At a March 2, 2026 session of the standing committee of the Chinese People’s Political Consultative Conference, the Party’s political advisory body, five more defense-linked figures had their delegate credentials revoked: Cao Jianguo, former chairman of the Aero Engine Corporation of China; Zeng Yi, former chairman of China Electronics Information Industry Group; Zhang Dongchen, former chairman of China Satellite Network Group; Fan Youshan, former general manager of the China Electronics Technology Group Corporation; and Zhang Kejian, former director of the State Administration for Science, Technology and Industry for National Defense. All five were simultaneously removed from any remaining official positions.
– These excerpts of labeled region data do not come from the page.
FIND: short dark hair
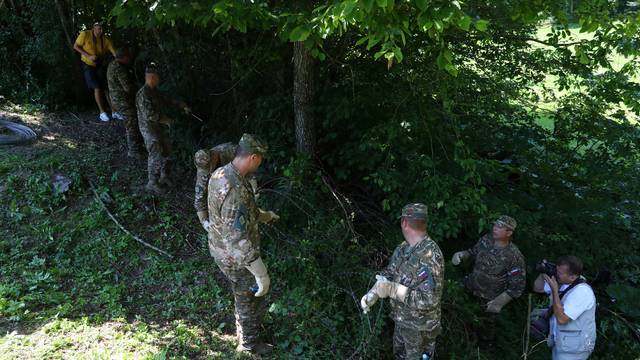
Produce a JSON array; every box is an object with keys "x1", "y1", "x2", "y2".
[
  {"x1": 402, "y1": 216, "x2": 427, "y2": 231},
  {"x1": 556, "y1": 255, "x2": 583, "y2": 276},
  {"x1": 234, "y1": 146, "x2": 253, "y2": 158},
  {"x1": 116, "y1": 47, "x2": 131, "y2": 59}
]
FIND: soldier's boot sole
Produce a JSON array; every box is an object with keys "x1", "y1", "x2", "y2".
[
  {"x1": 236, "y1": 343, "x2": 273, "y2": 356},
  {"x1": 158, "y1": 175, "x2": 174, "y2": 187},
  {"x1": 127, "y1": 151, "x2": 147, "y2": 160},
  {"x1": 144, "y1": 183, "x2": 167, "y2": 195}
]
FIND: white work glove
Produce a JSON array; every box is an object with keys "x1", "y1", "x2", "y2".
[
  {"x1": 487, "y1": 292, "x2": 513, "y2": 314},
  {"x1": 360, "y1": 286, "x2": 378, "y2": 314},
  {"x1": 202, "y1": 220, "x2": 211, "y2": 232},
  {"x1": 451, "y1": 251, "x2": 470, "y2": 266},
  {"x1": 258, "y1": 209, "x2": 280, "y2": 223},
  {"x1": 374, "y1": 275, "x2": 409, "y2": 302},
  {"x1": 242, "y1": 258, "x2": 271, "y2": 297},
  {"x1": 198, "y1": 211, "x2": 210, "y2": 232}
]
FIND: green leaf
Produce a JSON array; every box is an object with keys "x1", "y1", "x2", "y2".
[
  {"x1": 442, "y1": 49, "x2": 453, "y2": 62},
  {"x1": 580, "y1": 53, "x2": 591, "y2": 65},
  {"x1": 289, "y1": 25, "x2": 311, "y2": 41},
  {"x1": 433, "y1": 20, "x2": 444, "y2": 32},
  {"x1": 475, "y1": 20, "x2": 489, "y2": 31},
  {"x1": 393, "y1": 47, "x2": 404, "y2": 62},
  {"x1": 607, "y1": 284, "x2": 640, "y2": 316},
  {"x1": 444, "y1": 64, "x2": 458, "y2": 76},
  {"x1": 356, "y1": 36, "x2": 369, "y2": 46},
  {"x1": 458, "y1": 15, "x2": 471, "y2": 31},
  {"x1": 416, "y1": 0, "x2": 429, "y2": 11}
]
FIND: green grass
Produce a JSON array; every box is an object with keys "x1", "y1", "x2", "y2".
[
  {"x1": 0, "y1": 110, "x2": 260, "y2": 359},
  {"x1": 531, "y1": 22, "x2": 640, "y2": 129}
]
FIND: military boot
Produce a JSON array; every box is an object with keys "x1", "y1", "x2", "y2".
[
  {"x1": 127, "y1": 150, "x2": 146, "y2": 160},
  {"x1": 158, "y1": 171, "x2": 174, "y2": 187},
  {"x1": 144, "y1": 180, "x2": 167, "y2": 195},
  {"x1": 236, "y1": 342, "x2": 273, "y2": 356}
]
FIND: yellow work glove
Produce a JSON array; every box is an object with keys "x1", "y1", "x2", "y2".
[
  {"x1": 451, "y1": 251, "x2": 471, "y2": 265},
  {"x1": 258, "y1": 209, "x2": 280, "y2": 223},
  {"x1": 246, "y1": 258, "x2": 271, "y2": 297},
  {"x1": 487, "y1": 292, "x2": 513, "y2": 314}
]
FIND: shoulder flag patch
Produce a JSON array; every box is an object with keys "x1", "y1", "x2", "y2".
[{"x1": 509, "y1": 267, "x2": 522, "y2": 276}]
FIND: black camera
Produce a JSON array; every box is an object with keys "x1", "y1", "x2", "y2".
[{"x1": 535, "y1": 260, "x2": 556, "y2": 277}]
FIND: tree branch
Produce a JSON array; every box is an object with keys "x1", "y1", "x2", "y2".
[{"x1": 87, "y1": 179, "x2": 173, "y2": 259}]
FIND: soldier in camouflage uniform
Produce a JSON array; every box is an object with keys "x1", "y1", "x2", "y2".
[
  {"x1": 205, "y1": 134, "x2": 271, "y2": 355},
  {"x1": 193, "y1": 142, "x2": 280, "y2": 230},
  {"x1": 360, "y1": 203, "x2": 444, "y2": 359},
  {"x1": 452, "y1": 215, "x2": 526, "y2": 349},
  {"x1": 136, "y1": 64, "x2": 191, "y2": 194},
  {"x1": 107, "y1": 48, "x2": 145, "y2": 159}
]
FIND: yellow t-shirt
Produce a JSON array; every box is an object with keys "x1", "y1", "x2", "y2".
[{"x1": 76, "y1": 30, "x2": 116, "y2": 66}]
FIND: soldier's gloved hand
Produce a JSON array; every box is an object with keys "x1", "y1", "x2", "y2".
[
  {"x1": 487, "y1": 292, "x2": 513, "y2": 314},
  {"x1": 247, "y1": 258, "x2": 271, "y2": 297},
  {"x1": 360, "y1": 286, "x2": 378, "y2": 314},
  {"x1": 374, "y1": 275, "x2": 409, "y2": 301},
  {"x1": 258, "y1": 209, "x2": 280, "y2": 223},
  {"x1": 451, "y1": 251, "x2": 470, "y2": 266},
  {"x1": 197, "y1": 211, "x2": 209, "y2": 232}
]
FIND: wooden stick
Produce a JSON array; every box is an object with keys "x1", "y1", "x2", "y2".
[
  {"x1": 523, "y1": 293, "x2": 531, "y2": 360},
  {"x1": 89, "y1": 180, "x2": 173, "y2": 259}
]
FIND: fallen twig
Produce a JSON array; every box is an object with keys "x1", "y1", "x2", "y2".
[
  {"x1": 522, "y1": 293, "x2": 531, "y2": 360},
  {"x1": 89, "y1": 180, "x2": 173, "y2": 259}
]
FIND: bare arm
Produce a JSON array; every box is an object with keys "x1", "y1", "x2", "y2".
[
  {"x1": 552, "y1": 288, "x2": 571, "y2": 325},
  {"x1": 73, "y1": 43, "x2": 96, "y2": 61},
  {"x1": 542, "y1": 274, "x2": 571, "y2": 325},
  {"x1": 533, "y1": 274, "x2": 544, "y2": 293}
]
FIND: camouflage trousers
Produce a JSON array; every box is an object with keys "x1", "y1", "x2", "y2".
[
  {"x1": 475, "y1": 297, "x2": 500, "y2": 348},
  {"x1": 216, "y1": 261, "x2": 267, "y2": 349},
  {"x1": 142, "y1": 131, "x2": 171, "y2": 182},
  {"x1": 393, "y1": 323, "x2": 440, "y2": 360},
  {"x1": 119, "y1": 106, "x2": 144, "y2": 154}
]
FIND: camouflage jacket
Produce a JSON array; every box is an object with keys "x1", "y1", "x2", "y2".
[
  {"x1": 107, "y1": 60, "x2": 136, "y2": 111},
  {"x1": 208, "y1": 163, "x2": 260, "y2": 269},
  {"x1": 193, "y1": 142, "x2": 257, "y2": 212},
  {"x1": 381, "y1": 236, "x2": 444, "y2": 332},
  {"x1": 465, "y1": 234, "x2": 526, "y2": 300},
  {"x1": 136, "y1": 85, "x2": 178, "y2": 136}
]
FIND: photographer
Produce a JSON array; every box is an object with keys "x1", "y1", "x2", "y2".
[
  {"x1": 451, "y1": 215, "x2": 526, "y2": 351},
  {"x1": 73, "y1": 22, "x2": 116, "y2": 122},
  {"x1": 533, "y1": 255, "x2": 596, "y2": 360}
]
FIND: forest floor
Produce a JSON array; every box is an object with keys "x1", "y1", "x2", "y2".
[{"x1": 0, "y1": 107, "x2": 260, "y2": 359}]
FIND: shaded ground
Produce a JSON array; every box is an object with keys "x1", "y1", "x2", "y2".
[{"x1": 0, "y1": 108, "x2": 260, "y2": 359}]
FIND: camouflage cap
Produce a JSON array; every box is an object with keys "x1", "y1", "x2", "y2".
[
  {"x1": 193, "y1": 150, "x2": 211, "y2": 169},
  {"x1": 238, "y1": 134, "x2": 269, "y2": 157},
  {"x1": 493, "y1": 215, "x2": 518, "y2": 231},
  {"x1": 144, "y1": 62, "x2": 160, "y2": 75},
  {"x1": 116, "y1": 47, "x2": 131, "y2": 59},
  {"x1": 400, "y1": 203, "x2": 428, "y2": 221}
]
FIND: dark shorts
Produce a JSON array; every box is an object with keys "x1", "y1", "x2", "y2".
[{"x1": 82, "y1": 64, "x2": 107, "y2": 89}]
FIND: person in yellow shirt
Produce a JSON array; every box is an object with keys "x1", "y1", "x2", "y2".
[{"x1": 73, "y1": 22, "x2": 116, "y2": 122}]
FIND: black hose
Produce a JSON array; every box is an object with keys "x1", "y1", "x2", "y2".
[{"x1": 0, "y1": 120, "x2": 37, "y2": 145}]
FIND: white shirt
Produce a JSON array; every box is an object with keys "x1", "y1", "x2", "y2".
[{"x1": 544, "y1": 281, "x2": 596, "y2": 339}]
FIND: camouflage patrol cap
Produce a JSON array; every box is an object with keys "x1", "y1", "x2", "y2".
[
  {"x1": 144, "y1": 62, "x2": 160, "y2": 75},
  {"x1": 116, "y1": 47, "x2": 131, "y2": 59},
  {"x1": 493, "y1": 215, "x2": 518, "y2": 231},
  {"x1": 193, "y1": 150, "x2": 211, "y2": 169},
  {"x1": 238, "y1": 134, "x2": 269, "y2": 157},
  {"x1": 400, "y1": 203, "x2": 428, "y2": 221}
]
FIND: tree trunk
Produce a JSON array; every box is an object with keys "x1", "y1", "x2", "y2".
[{"x1": 293, "y1": 41, "x2": 317, "y2": 154}]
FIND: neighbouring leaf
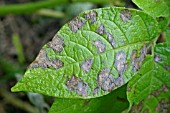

Wu Manqing’s own downfall had been reported separately. In October 2024, the financial news outlet Caixin reported exclusively that Chen Zhaoxiong, former chairman of the China Electronics Technology Group, had been taken away by investigators in late September, and that Wu had been detained earlier. Both removals were linked, according to the report, to testimony provided by He Wenzhong, a former deputy general manager of the group. The Caixin article was deleted shortly after publication, and reprints by other mainland outlets were taken down as well.

Why the timing of these removals follows a recognizable pattern
The sequence is now familiar to observers of Beijing’s internal politics. A U.S. research institution publishes a report drawing on open-source and possibly classified material to illuminate a sensitive corner of China’s military apparatus. Days later, someone inside that apparatus disappears from official records.
Whether the American report triggers the removals, or whether investigations already underway simply become visible in the report’s aftermath, is impossible to determine from the outside. What is clear is that China’s weapons science community, which had long operated with relative insulation from the political purges that periodically sweep the Party’s civilian and military leadership, no longer enjoys that protection.
The China Electronics Technology Group, where Wu Manqing served as general manager, ranks among the most strategically sensitive organizations in the Chinese defense sector. It holds a dominant position in military radar, electronic warfare systems, command-and-control networks, and cybersecurity infrastructure for the armed forces.
Zhao Xiangeng’s career trajectory is perhaps the most significant of the three. As one of the principal architects of China’s nuclear warhead program in the years after the test ban treaty, and as a Central Committee member during two Party congresses, his removal from the academy’s public roster carries implications that go well beyond the institutional.